= Melanesian languages =

Obsolete term for Austronesian languages of Melanesia

In linguistics, Melanesian is an obsolete term referring to the Austronesian languages of Melanesia: that is, the Oceanic, Eastern Malayo-Polynesian, or Central–Eastern Malayo-Polynesian languages apart from Polynesian and Micronesian. A typical classification of the Austronesian languages ca. 1970 would divide them into something like the following branches:

- Formosan languages (Northern)
- Western Malayo-Polynesian
- Eastern Malayo-Polynesian
  - Melanesian languages (including Fijian)
  - Micronesian languages
  - Polynesian languages

==Phylogenetic affiliations==
It is now known that the Melanesian languages do not form a genealogical node: they are at best paraphyletic, and very likely polyphyletic; like Papuan, the term is now used as one of convenience, and sometimes placed in scare quotes. Although the term was at least in the beginning partially racial rather than linguistic, the Melanesian and other Central–Eastern Malayo-Polynesian languages are typologically similar, due to being the Austronesian languages most heavily restructured under the influence of various Papuan language families.

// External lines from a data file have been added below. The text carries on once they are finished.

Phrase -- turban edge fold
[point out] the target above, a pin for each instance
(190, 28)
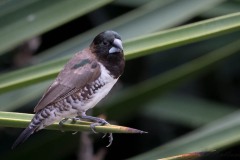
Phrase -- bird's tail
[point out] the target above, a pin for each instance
(33, 127)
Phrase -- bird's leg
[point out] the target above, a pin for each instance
(97, 122)
(61, 123)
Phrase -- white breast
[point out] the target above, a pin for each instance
(109, 82)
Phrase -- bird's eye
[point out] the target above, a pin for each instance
(105, 43)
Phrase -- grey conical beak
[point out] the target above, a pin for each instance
(117, 46)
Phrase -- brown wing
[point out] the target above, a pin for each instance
(79, 71)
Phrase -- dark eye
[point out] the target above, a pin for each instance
(105, 43)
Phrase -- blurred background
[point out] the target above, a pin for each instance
(183, 108)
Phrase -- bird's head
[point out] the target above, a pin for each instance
(107, 44)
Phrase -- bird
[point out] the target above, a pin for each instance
(86, 79)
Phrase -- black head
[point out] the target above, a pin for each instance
(107, 46)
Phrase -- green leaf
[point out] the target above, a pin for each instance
(185, 110)
(214, 136)
(135, 23)
(152, 88)
(21, 120)
(187, 156)
(36, 17)
(134, 48)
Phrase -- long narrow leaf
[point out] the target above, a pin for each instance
(152, 88)
(214, 136)
(20, 120)
(39, 17)
(134, 48)
(136, 23)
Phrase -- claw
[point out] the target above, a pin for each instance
(61, 123)
(110, 140)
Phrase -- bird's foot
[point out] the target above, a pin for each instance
(61, 123)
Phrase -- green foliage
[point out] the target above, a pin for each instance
(215, 126)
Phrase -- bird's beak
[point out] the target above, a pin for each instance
(116, 46)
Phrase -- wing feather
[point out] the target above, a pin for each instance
(78, 72)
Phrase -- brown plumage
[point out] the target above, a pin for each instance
(83, 82)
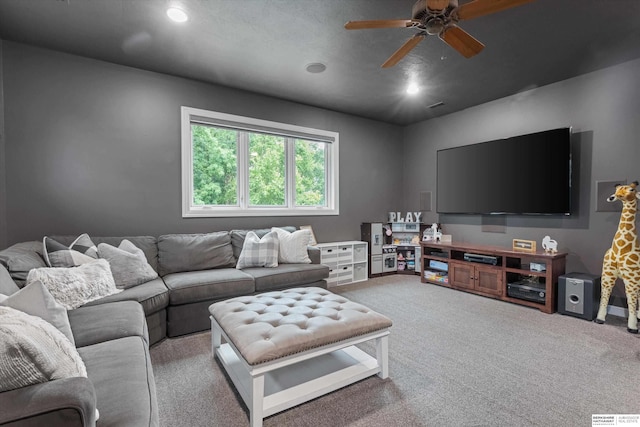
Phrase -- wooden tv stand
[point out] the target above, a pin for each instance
(444, 264)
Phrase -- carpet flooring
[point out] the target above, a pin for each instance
(456, 359)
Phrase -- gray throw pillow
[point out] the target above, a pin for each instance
(293, 246)
(128, 263)
(33, 351)
(258, 252)
(58, 255)
(85, 245)
(7, 285)
(36, 300)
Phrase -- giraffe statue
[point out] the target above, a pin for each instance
(622, 259)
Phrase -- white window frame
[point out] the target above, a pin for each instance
(191, 115)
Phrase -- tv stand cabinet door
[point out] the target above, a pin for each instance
(462, 275)
(489, 280)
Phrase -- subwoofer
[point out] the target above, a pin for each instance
(579, 295)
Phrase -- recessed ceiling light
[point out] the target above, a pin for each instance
(316, 67)
(177, 15)
(413, 88)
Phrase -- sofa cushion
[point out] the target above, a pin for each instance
(259, 252)
(36, 300)
(121, 373)
(20, 258)
(287, 275)
(73, 287)
(238, 236)
(193, 286)
(7, 285)
(153, 296)
(33, 351)
(128, 263)
(58, 255)
(148, 244)
(105, 322)
(193, 252)
(293, 246)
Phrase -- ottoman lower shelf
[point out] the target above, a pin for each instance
(275, 386)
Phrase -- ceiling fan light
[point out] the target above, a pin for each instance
(413, 89)
(177, 15)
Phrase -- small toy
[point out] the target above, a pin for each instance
(549, 245)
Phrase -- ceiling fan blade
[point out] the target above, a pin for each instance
(461, 41)
(383, 23)
(404, 49)
(437, 4)
(479, 8)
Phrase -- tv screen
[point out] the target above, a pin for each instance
(526, 174)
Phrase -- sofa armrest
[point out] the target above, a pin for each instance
(314, 254)
(64, 402)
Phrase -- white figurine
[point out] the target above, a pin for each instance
(549, 245)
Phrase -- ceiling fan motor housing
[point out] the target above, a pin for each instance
(432, 21)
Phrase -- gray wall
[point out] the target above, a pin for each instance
(3, 197)
(602, 107)
(95, 147)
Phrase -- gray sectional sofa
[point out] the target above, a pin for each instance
(113, 334)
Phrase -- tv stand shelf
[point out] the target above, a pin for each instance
(445, 264)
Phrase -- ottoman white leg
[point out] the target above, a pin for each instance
(257, 401)
(382, 354)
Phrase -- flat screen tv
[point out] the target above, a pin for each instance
(526, 174)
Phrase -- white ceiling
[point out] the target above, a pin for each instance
(264, 46)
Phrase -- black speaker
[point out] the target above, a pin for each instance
(579, 295)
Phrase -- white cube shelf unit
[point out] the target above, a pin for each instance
(347, 261)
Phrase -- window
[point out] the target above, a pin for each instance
(239, 166)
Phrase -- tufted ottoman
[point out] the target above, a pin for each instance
(285, 348)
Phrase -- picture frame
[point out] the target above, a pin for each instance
(520, 245)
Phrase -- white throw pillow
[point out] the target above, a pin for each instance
(257, 252)
(36, 300)
(33, 351)
(293, 246)
(76, 286)
(128, 264)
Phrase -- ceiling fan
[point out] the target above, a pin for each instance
(439, 17)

In terms of phylogenetic affiliation, “Melanesian languages” thus refer to a heterogenous set of language families:
- some Austronesian languages, more precisely:
  - the South Halmahera–West New Guinea branch of CEMP.
  - several branches of the Oceanic languages: Admiralties; Yapese; St Matthias; Western Oceanic; Temotu; Southeast Solomons; Southern Oceanic; plus, the languages of Fiji, i.e. all the Central Pacific languages except Polynesian.
- all non-Austronesian languages of the region, i.e. Papuan languages (themselves a heterogenous set)

==Languages of Melanesia==
Most of the languages of Melanesia are members of the Austronesian language family or one of the many Papuan families. By one count, there are 1,319 languages in Melanesia, scattered across a small amount of land. The proportion of 716 sq. kilometers per language is by far the most dense rate of languages in relation to land mass in the earth, almost three times as dense as in Nigeria, a country famous for its high number of languages in a compact area.

In addition to this large number of indigenous languages, there are also a number of pidgins and creoles. Most notable among these are Tok Pisin, Hiri Motu, Solomon Islands Pijin, Bislama, and Papuan Malay.